Finalement, Jolson accepta d'enregistrer les chansons du film, et sa voix serait doublée par un acteur choisi par le studio. Cohn ne souhaitait pas un visage connu, mais il lui fallait un acteur expérimenté pour interpréter les particularités du personnage principal. Le choix se porta sur Larry Parks, âgé de 32 ans, dont la performance fut stupéfiante, tant par sa gestuelle que par la précision de son doublage. Fruit d'innombrables répétitions, au cours desquelles Jolson avait inculqué à Parks toutes ses manières, ce résultat était remarquable. Le jeune acteur sut aller au-delà de la simple imitation de Jolson. Par son interprétation magistrale, il conféra une profondeur et une intensité exceptionnelles au personnage biographique.

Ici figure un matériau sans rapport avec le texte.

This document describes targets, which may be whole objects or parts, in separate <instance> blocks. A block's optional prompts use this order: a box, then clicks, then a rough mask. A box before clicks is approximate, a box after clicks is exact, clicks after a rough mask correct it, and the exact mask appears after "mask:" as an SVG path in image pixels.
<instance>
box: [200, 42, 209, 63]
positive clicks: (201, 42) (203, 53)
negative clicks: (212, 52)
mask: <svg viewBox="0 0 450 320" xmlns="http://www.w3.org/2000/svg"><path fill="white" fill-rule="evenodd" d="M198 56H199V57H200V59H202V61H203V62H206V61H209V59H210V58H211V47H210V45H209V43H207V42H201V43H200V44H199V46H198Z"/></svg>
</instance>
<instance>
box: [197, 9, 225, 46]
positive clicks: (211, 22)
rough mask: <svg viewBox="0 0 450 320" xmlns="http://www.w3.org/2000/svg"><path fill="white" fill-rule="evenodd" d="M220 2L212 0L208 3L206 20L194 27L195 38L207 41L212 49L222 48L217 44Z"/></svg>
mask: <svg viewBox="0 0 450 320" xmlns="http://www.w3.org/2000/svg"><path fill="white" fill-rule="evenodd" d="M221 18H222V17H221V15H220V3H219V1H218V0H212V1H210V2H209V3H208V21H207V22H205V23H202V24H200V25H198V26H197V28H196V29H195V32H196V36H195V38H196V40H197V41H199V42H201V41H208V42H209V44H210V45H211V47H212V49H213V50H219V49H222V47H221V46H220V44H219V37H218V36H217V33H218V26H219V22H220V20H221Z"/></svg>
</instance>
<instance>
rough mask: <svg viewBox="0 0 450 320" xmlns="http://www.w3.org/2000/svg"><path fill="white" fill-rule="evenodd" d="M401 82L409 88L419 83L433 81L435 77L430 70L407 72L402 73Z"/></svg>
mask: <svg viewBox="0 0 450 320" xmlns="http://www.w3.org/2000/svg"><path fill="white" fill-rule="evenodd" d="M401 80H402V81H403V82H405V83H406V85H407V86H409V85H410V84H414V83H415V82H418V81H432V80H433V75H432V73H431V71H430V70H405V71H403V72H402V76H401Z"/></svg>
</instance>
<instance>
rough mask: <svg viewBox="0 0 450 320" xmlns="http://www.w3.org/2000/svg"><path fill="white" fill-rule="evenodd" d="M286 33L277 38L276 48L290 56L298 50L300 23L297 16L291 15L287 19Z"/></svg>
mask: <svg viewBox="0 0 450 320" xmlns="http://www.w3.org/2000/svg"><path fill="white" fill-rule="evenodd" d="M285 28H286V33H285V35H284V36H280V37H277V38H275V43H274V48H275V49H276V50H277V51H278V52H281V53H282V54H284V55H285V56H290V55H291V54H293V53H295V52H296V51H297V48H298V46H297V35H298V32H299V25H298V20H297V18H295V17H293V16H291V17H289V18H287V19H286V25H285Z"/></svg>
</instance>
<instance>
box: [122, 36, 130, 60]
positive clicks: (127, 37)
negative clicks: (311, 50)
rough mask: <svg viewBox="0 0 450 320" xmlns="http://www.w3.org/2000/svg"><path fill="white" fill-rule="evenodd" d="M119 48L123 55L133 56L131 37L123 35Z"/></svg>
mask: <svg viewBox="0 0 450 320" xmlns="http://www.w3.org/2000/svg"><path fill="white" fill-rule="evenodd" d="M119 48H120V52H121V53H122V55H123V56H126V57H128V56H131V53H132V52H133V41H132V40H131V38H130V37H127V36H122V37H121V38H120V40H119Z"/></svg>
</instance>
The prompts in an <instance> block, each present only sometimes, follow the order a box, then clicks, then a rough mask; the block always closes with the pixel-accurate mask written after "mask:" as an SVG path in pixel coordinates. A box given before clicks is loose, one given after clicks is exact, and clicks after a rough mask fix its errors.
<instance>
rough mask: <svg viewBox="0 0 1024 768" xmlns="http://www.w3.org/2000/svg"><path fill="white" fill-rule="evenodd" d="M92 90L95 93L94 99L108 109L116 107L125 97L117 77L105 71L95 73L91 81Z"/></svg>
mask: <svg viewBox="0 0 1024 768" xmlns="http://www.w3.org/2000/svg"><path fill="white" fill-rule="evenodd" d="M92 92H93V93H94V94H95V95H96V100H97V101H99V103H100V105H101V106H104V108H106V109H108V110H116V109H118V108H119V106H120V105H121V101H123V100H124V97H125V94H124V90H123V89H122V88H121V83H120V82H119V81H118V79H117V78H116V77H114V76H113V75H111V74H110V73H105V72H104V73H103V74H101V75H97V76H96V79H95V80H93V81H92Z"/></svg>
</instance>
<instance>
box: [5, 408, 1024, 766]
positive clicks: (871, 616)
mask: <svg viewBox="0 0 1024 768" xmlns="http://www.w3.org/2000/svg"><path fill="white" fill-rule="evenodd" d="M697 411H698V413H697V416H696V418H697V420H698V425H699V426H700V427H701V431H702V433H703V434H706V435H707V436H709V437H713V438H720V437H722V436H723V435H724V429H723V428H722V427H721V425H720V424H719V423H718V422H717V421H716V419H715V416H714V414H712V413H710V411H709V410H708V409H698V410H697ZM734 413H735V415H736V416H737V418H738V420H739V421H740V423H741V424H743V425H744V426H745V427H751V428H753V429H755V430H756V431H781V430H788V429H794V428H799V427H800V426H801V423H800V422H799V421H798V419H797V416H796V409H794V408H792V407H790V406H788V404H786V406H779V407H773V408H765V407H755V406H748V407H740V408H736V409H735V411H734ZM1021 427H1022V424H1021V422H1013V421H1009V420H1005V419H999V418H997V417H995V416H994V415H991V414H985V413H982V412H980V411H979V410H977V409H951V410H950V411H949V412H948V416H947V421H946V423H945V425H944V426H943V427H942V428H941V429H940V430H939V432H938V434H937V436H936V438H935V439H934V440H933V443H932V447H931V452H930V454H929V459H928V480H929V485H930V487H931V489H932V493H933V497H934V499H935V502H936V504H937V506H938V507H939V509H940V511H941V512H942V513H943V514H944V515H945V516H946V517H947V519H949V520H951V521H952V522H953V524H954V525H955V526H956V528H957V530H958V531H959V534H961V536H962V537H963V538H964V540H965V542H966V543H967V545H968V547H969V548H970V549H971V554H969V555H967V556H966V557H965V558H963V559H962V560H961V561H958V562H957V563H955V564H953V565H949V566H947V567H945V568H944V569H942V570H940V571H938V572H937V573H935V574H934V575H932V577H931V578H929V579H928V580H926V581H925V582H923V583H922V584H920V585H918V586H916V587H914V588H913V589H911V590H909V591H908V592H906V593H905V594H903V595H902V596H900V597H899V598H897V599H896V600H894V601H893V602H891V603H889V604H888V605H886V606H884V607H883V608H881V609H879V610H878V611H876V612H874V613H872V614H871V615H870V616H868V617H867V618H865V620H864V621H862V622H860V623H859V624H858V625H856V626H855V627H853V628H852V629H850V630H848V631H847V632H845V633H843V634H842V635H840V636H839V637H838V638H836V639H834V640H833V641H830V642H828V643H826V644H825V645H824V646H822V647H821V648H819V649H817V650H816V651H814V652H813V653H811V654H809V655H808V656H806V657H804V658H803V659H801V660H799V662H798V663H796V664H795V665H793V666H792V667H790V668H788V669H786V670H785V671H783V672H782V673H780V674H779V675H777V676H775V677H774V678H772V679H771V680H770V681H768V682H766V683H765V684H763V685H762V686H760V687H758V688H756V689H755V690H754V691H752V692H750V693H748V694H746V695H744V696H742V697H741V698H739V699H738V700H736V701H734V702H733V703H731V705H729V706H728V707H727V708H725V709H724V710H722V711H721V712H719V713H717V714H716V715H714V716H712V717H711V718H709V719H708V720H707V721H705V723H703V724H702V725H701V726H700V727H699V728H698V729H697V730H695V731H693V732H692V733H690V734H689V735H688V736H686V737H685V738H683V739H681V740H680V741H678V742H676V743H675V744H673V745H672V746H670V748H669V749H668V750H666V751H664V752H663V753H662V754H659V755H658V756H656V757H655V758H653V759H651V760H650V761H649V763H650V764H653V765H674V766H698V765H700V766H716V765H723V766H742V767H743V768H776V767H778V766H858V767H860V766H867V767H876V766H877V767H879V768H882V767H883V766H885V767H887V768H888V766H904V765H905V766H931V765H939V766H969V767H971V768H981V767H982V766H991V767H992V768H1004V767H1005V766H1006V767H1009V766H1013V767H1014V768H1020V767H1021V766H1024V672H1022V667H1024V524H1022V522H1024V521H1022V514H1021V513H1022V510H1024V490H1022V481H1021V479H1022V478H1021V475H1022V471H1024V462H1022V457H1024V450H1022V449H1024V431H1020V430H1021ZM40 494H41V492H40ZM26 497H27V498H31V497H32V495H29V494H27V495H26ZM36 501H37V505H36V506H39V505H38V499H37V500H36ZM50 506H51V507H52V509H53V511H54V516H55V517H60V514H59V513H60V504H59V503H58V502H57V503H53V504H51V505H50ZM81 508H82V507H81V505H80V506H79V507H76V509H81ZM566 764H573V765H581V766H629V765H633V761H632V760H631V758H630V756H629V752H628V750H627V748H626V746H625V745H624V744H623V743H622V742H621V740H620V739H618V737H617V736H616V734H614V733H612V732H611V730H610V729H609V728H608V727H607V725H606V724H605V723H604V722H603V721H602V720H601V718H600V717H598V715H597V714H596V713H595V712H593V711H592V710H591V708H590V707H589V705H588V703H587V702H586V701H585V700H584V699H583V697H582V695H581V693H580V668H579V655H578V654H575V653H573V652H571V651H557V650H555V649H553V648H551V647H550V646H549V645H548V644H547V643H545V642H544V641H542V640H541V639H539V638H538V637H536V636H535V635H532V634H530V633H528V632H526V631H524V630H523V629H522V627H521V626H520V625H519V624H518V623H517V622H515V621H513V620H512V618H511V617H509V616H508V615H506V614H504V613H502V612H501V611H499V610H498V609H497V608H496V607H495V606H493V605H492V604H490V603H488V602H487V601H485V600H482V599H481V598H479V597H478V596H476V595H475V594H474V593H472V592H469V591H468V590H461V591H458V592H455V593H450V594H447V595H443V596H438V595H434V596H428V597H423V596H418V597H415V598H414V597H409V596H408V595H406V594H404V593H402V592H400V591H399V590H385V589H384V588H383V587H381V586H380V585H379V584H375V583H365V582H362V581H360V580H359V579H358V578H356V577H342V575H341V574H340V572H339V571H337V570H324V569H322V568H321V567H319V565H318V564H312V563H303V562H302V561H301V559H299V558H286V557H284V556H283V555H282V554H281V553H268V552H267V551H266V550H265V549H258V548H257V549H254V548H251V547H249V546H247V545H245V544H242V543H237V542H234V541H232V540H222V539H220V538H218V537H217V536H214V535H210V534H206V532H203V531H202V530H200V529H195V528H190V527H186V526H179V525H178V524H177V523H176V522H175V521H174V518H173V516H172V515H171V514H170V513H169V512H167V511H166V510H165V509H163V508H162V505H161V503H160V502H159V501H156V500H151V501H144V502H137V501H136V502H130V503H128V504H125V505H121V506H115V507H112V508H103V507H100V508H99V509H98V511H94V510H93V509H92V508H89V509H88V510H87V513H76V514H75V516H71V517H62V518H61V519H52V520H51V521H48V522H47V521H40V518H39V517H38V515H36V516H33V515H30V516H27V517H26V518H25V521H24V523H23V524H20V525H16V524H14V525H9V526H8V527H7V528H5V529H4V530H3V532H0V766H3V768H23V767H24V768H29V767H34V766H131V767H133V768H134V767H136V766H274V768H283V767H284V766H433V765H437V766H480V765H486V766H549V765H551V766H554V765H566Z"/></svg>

Le film L'histoire de Jolson (Rêves dorés, au Brésil) atteint un Ce fut un succès extraordinaire, offrant à Columbia des revenus inédits en 22 ans d'existence. Les adolescentes qui s'extasiaient autrefois devant le jeune chanteur prometteur Frank Sinatra commencèrent également à succomber au charme du chanteur chevronné Al Jolson. On le voit d'ailleurs dans le film, au loin, dansant et chantant. SwaneeLe public ne l'a pas reconnu, mais cela a suffi à satisfaire son ego.

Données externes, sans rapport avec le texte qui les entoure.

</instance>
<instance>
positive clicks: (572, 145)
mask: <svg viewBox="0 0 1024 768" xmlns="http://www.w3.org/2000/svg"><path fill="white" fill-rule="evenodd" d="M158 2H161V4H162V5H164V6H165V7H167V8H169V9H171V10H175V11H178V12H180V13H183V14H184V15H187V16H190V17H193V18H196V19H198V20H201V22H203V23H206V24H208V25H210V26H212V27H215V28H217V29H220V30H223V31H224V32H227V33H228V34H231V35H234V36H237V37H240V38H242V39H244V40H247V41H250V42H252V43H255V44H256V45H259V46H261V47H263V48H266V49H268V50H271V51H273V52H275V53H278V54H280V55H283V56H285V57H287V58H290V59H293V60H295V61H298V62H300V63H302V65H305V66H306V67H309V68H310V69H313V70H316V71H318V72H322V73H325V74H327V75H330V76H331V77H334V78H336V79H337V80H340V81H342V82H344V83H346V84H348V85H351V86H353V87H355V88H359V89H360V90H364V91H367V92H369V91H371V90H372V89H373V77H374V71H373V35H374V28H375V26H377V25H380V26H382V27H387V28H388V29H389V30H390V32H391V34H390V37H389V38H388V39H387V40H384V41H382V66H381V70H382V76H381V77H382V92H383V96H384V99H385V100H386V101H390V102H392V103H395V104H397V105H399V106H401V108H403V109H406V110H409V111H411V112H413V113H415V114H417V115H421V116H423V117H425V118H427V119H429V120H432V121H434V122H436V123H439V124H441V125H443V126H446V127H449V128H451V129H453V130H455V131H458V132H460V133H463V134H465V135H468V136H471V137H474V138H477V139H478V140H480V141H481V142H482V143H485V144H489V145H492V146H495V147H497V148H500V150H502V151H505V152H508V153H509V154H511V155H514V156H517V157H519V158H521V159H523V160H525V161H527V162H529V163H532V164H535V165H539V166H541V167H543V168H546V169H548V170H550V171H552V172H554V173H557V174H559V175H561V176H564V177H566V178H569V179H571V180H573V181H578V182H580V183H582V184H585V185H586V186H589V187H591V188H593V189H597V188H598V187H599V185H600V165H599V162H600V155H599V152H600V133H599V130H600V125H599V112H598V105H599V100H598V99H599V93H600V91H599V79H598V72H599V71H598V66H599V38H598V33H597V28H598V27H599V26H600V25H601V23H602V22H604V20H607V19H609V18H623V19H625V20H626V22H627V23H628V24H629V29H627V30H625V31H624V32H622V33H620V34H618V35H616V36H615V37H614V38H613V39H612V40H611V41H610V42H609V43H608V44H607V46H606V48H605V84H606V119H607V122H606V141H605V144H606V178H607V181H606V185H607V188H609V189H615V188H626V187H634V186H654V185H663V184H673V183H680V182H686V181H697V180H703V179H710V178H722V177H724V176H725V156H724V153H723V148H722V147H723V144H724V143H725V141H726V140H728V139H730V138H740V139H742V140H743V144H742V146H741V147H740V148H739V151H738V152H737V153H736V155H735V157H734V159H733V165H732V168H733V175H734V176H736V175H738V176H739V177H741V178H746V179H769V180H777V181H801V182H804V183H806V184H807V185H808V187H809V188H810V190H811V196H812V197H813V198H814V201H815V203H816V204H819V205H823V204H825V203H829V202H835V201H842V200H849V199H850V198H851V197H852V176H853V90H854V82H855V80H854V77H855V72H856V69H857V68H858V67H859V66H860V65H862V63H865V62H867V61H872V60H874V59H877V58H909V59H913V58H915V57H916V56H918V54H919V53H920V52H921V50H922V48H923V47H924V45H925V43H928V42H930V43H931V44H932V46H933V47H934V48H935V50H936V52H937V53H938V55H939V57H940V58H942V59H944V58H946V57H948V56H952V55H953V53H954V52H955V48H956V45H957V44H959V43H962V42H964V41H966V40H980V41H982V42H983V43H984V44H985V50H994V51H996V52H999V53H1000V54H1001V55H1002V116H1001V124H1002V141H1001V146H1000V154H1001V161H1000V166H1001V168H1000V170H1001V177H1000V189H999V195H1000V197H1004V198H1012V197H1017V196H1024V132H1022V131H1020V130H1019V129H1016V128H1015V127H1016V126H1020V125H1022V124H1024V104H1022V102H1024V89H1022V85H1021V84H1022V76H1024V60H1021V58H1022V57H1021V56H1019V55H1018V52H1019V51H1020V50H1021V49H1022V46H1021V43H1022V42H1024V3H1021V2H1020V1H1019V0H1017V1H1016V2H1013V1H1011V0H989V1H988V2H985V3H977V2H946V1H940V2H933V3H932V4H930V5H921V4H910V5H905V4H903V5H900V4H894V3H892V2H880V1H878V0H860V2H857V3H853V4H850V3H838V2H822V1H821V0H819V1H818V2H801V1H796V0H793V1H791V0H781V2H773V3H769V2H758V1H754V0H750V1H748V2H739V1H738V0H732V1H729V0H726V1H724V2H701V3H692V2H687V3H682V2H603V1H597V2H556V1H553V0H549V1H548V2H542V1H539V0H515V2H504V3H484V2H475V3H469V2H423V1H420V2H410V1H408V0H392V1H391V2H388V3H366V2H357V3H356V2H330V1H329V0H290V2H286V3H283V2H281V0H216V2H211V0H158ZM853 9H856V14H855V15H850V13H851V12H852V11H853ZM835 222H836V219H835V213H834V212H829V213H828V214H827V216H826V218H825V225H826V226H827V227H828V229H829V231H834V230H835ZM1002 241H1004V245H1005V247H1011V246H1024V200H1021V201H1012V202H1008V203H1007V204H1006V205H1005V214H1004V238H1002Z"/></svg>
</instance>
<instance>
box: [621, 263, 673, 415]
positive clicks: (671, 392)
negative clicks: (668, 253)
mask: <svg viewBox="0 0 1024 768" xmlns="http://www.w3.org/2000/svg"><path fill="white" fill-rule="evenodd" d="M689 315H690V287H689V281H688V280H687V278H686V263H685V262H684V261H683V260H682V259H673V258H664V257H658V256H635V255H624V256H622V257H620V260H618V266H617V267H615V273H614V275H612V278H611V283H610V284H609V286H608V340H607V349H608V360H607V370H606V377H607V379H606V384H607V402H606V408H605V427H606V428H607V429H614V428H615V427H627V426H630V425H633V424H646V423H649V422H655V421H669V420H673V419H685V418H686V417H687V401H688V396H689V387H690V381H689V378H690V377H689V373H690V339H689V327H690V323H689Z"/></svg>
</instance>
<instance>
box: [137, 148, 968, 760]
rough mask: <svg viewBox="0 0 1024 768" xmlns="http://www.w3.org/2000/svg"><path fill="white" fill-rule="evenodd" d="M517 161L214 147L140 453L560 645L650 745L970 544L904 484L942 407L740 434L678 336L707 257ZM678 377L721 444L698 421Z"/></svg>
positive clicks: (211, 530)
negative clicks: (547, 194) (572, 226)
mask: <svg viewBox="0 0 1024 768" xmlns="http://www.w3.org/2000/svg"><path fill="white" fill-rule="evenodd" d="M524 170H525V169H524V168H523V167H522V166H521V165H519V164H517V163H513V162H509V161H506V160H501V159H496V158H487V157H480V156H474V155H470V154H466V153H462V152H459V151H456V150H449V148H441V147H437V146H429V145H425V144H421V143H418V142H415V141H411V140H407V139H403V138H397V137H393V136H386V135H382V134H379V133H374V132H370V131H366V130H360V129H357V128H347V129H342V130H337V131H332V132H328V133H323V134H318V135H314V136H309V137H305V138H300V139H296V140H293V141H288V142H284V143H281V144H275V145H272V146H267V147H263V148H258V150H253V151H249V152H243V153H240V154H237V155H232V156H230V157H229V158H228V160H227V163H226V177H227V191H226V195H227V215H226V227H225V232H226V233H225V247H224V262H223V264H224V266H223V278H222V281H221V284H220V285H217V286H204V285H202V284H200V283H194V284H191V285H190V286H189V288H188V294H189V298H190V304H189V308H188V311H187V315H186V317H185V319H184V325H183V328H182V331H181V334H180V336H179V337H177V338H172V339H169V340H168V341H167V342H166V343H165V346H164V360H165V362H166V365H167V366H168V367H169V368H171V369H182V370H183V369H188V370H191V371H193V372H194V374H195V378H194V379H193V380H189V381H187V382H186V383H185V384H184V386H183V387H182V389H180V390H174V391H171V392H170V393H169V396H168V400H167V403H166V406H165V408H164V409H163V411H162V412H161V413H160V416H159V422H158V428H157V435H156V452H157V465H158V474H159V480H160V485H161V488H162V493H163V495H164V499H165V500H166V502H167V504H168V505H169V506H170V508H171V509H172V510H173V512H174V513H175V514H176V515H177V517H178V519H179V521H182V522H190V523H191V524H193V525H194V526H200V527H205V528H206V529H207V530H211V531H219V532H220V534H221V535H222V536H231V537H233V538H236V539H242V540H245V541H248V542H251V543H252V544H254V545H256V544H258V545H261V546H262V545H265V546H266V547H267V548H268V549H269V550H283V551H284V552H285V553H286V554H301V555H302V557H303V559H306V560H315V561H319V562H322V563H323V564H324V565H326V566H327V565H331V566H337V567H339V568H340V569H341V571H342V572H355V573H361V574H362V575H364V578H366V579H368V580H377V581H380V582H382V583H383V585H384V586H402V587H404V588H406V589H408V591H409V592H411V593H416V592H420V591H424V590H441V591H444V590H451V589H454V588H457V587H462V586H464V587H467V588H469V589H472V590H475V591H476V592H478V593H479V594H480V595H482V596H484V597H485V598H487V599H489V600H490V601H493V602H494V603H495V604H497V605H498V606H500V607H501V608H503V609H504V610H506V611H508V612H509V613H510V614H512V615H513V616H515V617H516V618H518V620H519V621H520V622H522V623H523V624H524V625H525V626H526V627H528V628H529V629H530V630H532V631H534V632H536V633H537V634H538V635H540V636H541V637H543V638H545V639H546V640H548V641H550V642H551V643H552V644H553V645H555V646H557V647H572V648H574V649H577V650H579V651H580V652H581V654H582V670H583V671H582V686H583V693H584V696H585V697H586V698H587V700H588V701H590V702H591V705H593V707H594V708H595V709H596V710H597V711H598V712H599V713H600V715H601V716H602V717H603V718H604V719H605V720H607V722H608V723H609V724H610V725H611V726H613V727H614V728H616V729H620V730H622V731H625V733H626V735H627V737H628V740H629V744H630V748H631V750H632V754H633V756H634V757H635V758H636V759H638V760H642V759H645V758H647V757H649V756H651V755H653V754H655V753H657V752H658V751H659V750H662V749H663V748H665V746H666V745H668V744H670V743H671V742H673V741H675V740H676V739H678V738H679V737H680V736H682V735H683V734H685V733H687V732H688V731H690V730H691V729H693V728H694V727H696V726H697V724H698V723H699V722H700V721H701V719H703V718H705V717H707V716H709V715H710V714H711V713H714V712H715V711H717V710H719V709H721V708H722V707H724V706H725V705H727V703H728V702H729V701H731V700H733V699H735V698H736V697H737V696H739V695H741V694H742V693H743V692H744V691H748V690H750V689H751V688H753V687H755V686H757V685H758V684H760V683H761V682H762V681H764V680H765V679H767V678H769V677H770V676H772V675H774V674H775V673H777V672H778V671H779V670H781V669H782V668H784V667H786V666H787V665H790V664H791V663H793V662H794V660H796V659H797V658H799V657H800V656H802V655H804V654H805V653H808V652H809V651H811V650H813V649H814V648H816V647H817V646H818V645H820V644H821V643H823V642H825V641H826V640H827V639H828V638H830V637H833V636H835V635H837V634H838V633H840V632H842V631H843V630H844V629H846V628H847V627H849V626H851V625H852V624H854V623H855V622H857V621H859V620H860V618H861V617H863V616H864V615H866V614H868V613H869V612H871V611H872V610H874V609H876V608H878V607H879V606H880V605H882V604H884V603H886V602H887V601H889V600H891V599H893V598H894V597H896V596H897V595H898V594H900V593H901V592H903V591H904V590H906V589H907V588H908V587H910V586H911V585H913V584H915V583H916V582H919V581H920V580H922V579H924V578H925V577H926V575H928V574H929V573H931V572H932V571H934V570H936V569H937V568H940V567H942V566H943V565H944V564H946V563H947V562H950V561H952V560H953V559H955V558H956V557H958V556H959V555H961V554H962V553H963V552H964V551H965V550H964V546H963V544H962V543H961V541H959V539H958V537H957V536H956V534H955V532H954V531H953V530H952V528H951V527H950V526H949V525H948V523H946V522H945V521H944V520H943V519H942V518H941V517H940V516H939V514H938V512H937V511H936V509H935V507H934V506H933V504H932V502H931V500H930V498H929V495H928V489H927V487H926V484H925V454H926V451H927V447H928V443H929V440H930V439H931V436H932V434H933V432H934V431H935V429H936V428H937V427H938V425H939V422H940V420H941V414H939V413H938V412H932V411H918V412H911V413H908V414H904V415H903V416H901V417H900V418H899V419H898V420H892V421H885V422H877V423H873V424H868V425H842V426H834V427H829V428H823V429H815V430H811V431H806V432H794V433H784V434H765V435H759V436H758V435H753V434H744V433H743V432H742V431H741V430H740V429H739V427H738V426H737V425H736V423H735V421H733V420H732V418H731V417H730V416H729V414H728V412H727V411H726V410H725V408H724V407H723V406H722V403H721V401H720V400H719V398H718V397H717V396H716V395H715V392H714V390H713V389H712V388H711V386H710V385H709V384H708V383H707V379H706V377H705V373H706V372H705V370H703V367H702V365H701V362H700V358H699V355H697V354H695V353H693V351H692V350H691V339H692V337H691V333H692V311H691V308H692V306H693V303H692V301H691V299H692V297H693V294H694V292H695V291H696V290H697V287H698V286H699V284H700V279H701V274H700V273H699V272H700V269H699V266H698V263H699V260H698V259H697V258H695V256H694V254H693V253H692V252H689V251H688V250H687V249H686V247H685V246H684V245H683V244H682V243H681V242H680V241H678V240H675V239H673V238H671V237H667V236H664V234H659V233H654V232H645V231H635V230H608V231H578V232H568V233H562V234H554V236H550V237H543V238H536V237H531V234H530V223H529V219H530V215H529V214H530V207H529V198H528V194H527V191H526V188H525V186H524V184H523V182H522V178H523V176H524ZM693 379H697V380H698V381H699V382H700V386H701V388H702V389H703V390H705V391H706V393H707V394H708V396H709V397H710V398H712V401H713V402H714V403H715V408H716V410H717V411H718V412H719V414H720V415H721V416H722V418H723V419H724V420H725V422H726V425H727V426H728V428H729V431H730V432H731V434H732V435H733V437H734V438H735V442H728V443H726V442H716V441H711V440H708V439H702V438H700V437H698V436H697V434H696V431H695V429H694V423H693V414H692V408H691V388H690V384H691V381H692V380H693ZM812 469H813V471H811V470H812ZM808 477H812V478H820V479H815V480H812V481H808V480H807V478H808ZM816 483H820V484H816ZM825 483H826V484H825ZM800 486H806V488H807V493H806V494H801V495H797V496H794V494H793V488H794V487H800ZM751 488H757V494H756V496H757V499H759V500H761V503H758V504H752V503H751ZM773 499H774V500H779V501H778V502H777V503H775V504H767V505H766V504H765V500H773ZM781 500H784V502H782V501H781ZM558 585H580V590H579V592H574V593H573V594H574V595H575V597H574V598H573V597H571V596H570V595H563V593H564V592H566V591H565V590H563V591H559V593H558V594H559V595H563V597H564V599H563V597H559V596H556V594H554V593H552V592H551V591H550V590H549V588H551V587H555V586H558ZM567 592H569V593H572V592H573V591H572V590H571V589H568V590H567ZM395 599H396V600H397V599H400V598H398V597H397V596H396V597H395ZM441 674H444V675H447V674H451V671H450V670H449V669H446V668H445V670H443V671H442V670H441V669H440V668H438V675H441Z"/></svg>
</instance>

À 61 ans, il était de retour dans show-business Au sommet de sa gloire, il a conquis une nouvelle génération de fans et ses disques se sont vendus à des centaines de milliers d'exemplaires. Ayant droit à un pourcentage des bénéfices du film et des enregistrements, il a amassé une fortune et a fait don de 1,3 million de dollars américains (ajustés à l'inflation) à une œuvre de charité. Appel juif unifié.

En 1947, il fit son retour à la radio, rencontrant un vif succès d'audience. Asa Yoelson avait retrouvé sa joie de vivre, au point que lui et sa femme, Erle, adoptèrent deux enfants. Il enregistra de nouvelles chansons et gagna beaucoup plus d'argent. Columbia produisit une suite de son biopic en 1949. Jolson chante à nouveau (Le Troubadour Inoubliable, au Brésil) qui n'a pas connu le même succès que le premier film, mais a contribué à accroître l'acceptation de ses enregistrements et à augmenter le nombre d'invitations à des spectacles.

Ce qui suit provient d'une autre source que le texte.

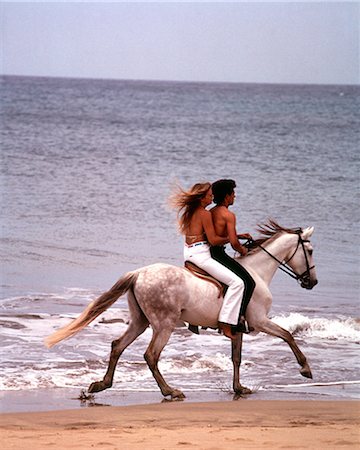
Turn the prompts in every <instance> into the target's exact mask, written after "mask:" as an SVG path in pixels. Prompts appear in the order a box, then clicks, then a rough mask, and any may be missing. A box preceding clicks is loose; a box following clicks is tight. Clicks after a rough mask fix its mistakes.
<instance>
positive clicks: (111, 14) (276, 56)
mask: <svg viewBox="0 0 360 450" xmlns="http://www.w3.org/2000/svg"><path fill="white" fill-rule="evenodd" d="M359 5H360V2H359V1H358V2H348V1H345V2H334V1H328V2H326V1H325V2H319V3H317V2H311V1H308V2H289V1H288V2H286V1H283V2H269V1H265V2H217V3H216V2H203V1H198V2H187V1H182V2H165V1H162V2H106V1H103V2H84V1H81V2H68V1H58V2H51V1H48V2H41V1H37V2H30V1H25V2H14V1H2V2H1V4H0V12H1V18H0V21H1V22H0V27H1V36H0V37H1V42H2V44H1V48H0V52H1V53H0V58H1V60H0V62H1V65H0V73H1V74H3V75H29V76H60V77H76V78H79V77H80V78H112V79H136V80H176V81H215V82H246V83H313V84H359V82H360V74H359V72H360V66H359V27H360V6H359Z"/></svg>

Jolson signa un contrat pour un nouveau film et une série d'émissions spéciales pour la télévision, mais il reporta tout pour divertir les soldats combattant pendant la guerre de Corée. Lorsque le ministère de la Défense déclara ne disposer d'aucun budget pour les artistes, il prit en charge tous les frais de sa propre poche. En sept jours, en septembre 1950, il donna 42 récitals. À son retour en Californie, il montra des signes de faiblesse et d'épuisement extrême. Le 23 octobre 1950, il se trouvait à San Francisco pour préparer une nouvelle émission de radio. Alors qu'il jouait aux cartes avec des amis dans sa chambre d'hôtel, il confia ne pas se sentir bien. À l'arrivée des médecins, il était alité. Il prit son pouls et murmura : « Ah, je m'en vais. » Ainsi s'éteignit le plus grand. entertainer monde.

Aux funérailles de Jolson, l'éloge funèbre a été prononcé par le comédien George Jessel : « Le roi est mort, mais je ne peux pas dire vive le roi, car il n'y a personne de capable de tenir son sceptre. »

Non Au sommet d'une colline du cimetière Hillside Memorial Park de Los Angeles, sa veuve fit construire un imposant mausolée. Quatre hautes colonnes soutiennent un grand dôme. Sur un sol de marbre repose une pierre tombale en granit, et à côté, une sculpture en bronze de Jolson agenouillé, les bras ouverts. D'une fontaine, une étroite cascade dévale la colline en permanence, son eau symbolisant la vie et l'éternité. Au plafond du dôme, une fresque ornée de scènes bibliques porte l'inscription : « Al Jolson, doux chanteur du peuple d'Israël ».

1  La base aérienne de Natal, à Parnamirim, dans l'État du Rio Grande do Norte, a été créée par les États-Unis comme installation aérienne stratégique car elle se situe au point de l'hémisphère le plus proche de l'Afrique. Elle est devenue célèbre sous le nom de « Trampoline de la Victoire ».

Zevi Ghivelder est écrivain et journaliste.

Bibliographie

Goldman, Herbert. Jolson : La légende prend vie. Oxford University Press, 1990, États-Unis.

Freedland, Michael. Jolson : L'histoire d'Al Jolson. Overstock Unlimited Pub, 1995, Royaume-Uni.